Michigan State, Pittsburgh prepare for Peach Bowl without key players

Both teams are in town for the 2021 Chick-Fil-A Peach Bowl - without star players.

The No. 11 ranked Michigan State Spartans (10-2, 7-2, third in Big-10 East) and No. 13 ranked and ACC champion Pittsburgh Panthers (11-2, 7-1 in ACC) will be play at Mercedes-Benz Stadium Thursday at 7 p.m.

Michigan State comes into the game under second-year head coach Mel Tucker. They will play without their star running back Kenneth Walker III who opted out for the NFL draft. Tucker knows it’s a big loss and that his team will have to find a way to make up for it.

“It’s hard to replace a guy like Ken,” Tucker said. “You really can’t do that. We have other players on our roster at that position that will step up and get the job done. We have a plan for that, and I feel good about our run game.”

Walker rushed for 1,636 yards on 263 carries while scoring eight touchdowns on the season. The next leading rushers who could see more opportunities in Thursday’s game are Jordon Simmons and Elijah Collins. The Spartans have rushed for 2,227 yards on the season.

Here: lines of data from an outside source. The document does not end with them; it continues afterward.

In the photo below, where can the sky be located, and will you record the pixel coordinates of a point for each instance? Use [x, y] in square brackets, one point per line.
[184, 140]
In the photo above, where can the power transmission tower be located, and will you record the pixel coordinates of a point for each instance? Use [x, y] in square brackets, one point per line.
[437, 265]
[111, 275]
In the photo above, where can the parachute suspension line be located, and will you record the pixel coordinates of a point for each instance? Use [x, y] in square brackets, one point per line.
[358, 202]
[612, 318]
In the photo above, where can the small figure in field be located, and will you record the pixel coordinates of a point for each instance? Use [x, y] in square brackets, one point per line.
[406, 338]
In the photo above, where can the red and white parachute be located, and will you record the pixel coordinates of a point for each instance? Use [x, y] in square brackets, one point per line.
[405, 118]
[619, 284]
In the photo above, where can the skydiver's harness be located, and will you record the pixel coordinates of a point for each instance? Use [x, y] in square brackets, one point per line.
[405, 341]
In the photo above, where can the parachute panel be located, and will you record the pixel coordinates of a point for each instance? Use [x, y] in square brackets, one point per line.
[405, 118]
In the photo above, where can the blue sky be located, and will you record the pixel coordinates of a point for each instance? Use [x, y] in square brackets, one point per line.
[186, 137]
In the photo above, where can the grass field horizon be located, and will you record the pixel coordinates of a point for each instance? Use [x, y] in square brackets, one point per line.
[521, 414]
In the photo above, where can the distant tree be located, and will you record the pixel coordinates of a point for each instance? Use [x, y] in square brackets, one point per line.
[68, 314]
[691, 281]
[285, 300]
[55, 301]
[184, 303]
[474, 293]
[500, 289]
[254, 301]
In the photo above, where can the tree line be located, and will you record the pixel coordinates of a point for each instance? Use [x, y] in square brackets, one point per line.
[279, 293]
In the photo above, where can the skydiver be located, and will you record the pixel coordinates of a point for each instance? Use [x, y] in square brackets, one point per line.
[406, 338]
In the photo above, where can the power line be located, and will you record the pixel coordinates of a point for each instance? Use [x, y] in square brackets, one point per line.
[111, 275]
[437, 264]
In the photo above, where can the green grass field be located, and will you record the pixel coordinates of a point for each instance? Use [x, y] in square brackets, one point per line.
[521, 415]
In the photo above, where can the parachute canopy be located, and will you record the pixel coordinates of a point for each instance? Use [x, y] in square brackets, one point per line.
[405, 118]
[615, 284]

On the other side, Pittsburgh comes into the game without their starting quarterback Kenny Pickett, who opted out of the bowl game for the NFL draft as well. Pickett led the Panthers to their first ACC title since joining the ACC in 2011. Pickett has thrown for 4,319 yards, 42 touchdowns while completing 67.2% of his passes (334-497).

Panthers coach Pat Narduzzi knows how much Pickett has meant to his team but believes in backup quarterback Nick Patti.

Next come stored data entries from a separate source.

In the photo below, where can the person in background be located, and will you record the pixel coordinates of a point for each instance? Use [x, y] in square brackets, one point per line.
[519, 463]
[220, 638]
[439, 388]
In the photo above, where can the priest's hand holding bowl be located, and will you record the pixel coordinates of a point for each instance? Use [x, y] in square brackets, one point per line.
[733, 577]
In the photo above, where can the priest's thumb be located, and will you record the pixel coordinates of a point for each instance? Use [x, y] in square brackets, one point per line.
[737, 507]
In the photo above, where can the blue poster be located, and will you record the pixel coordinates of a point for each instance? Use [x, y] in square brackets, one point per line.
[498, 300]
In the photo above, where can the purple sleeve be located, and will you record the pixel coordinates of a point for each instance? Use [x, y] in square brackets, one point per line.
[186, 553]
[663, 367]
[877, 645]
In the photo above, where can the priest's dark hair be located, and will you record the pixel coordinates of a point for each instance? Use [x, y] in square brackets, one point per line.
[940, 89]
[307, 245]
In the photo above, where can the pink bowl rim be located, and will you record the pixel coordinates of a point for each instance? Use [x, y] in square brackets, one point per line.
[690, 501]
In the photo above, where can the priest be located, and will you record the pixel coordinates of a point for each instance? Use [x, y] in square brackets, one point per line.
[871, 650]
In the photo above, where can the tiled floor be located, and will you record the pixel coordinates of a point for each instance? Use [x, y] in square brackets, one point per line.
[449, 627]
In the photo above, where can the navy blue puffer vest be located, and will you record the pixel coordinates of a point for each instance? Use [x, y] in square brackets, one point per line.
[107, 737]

“Nick is a leader, works his tail off and is prepared,” Narduzzi said. “He’s been really good. Our players trust him more important and (believes) he will go out and play his best and get it done. Obviously, you would love to have Kenny but that’s not the reality. Our kids believe in Nick.”

Patti has completed 12 of 14 passes in six games played for 140 yards.

Along with not having Pickett, the Panthers will have an interim offensive coordinator in Tim Salem. Mark Whipple left to become offensive coordinator at Nebraska. Salem served as tight ends coach and offensive assistant coach.

“Anybody on our offense could do it but Tim Salem has been with me for seven years,” Narduzzi said. “Our players have a lot of trust in him. We’re going to do what we do offensively and we’re going to find out Thursday night how good it is.”